The hypocrisy embedded in Western security discourse further compounds the risk. When the United States stations force near adversaries, it is framed as deterrence. When others do the same, it is branded aggression. This asymmetry undermines any claim to a rules-based order. Rules, after all, that apply only to some are not rules at all; they are instruments of domination. In a world increasingly aware of this contradiction, legitimacy becomes as important as power — and far harder to sustain.

Venezuela, in this sense, is not an outlier but a warning. It exposes the unsustainability of a global system that relies on coercion while denying its own coercive nature. It reveals how the Global South continues to be treated as a terrain for strategic contestation rather than as a collection of societies with rights, histories, and aspirations. And it reminds us that nuclear weapons, far from being relics of a bygone era, remain central to the architecture of fear that governs international relations.

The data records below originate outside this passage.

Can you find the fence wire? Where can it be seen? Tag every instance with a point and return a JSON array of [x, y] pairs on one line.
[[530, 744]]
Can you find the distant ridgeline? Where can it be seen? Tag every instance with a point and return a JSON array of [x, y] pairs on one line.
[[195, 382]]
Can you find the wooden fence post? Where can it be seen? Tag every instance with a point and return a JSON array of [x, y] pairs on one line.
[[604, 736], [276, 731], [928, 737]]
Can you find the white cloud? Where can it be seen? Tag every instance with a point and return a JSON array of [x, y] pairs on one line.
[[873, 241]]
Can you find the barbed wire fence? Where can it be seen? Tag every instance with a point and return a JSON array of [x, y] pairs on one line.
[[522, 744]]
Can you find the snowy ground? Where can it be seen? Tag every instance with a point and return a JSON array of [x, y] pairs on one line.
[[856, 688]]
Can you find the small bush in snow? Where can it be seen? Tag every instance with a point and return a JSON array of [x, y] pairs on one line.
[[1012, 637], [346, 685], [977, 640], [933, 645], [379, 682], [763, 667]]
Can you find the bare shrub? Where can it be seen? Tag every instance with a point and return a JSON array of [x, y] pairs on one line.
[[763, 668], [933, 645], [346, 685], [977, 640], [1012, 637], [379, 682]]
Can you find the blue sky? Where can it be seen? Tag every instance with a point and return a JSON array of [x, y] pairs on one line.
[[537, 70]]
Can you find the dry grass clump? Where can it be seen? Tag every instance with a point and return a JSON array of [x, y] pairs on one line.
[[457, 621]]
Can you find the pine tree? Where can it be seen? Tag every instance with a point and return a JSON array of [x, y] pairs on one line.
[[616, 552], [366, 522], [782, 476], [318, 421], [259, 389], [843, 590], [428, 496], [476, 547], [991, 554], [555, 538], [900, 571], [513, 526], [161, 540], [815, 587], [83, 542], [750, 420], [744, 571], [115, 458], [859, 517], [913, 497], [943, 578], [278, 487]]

For readers in the Global South, the lesson of Venezuela is neither abstract nor distant. It resonates with histories of intervention, economic strangulation, and imposed political outcomes disguised as concern for democracy.

The return of nuclear signaling in this context should alarm not because it suggests inevitable war, but because it reflects a system increasingly incapable of resolving conflict without threatening annihilation. When power refuses accountability and alliances suppress dissent, deterrence becomes a substitute for legitimacy — and fear becomes the currency of governance.

If Venezuela today stands under the shadow of great-power rivalry, it is because the international system has failed to evolve beyond domination. NATO’s predicament, Russia’s strategic retaliation, and America’s insistence on hemispheric control all point to the same conclusion: the old order is dying, but the new has yet to be born. In this interregnum, the danger is not merely instability, but catastrophe.

Counter currents exist precisely to name such moments — to challenge imperial narratives, to center the voices and lives erased by geopolitics, and to insist that peace cannot be built on coercion.

Venezuela is not asking to be a battleground of ideologies or arsenals. It is asking, like much of the world, for the right to exist without being punished for resisting subordination. Until that demand is recognized, the nuclear shadow will remain — not as a relic of the Cold War, but as a permanent indictment of a world order that has learned nothing and forgotten too much.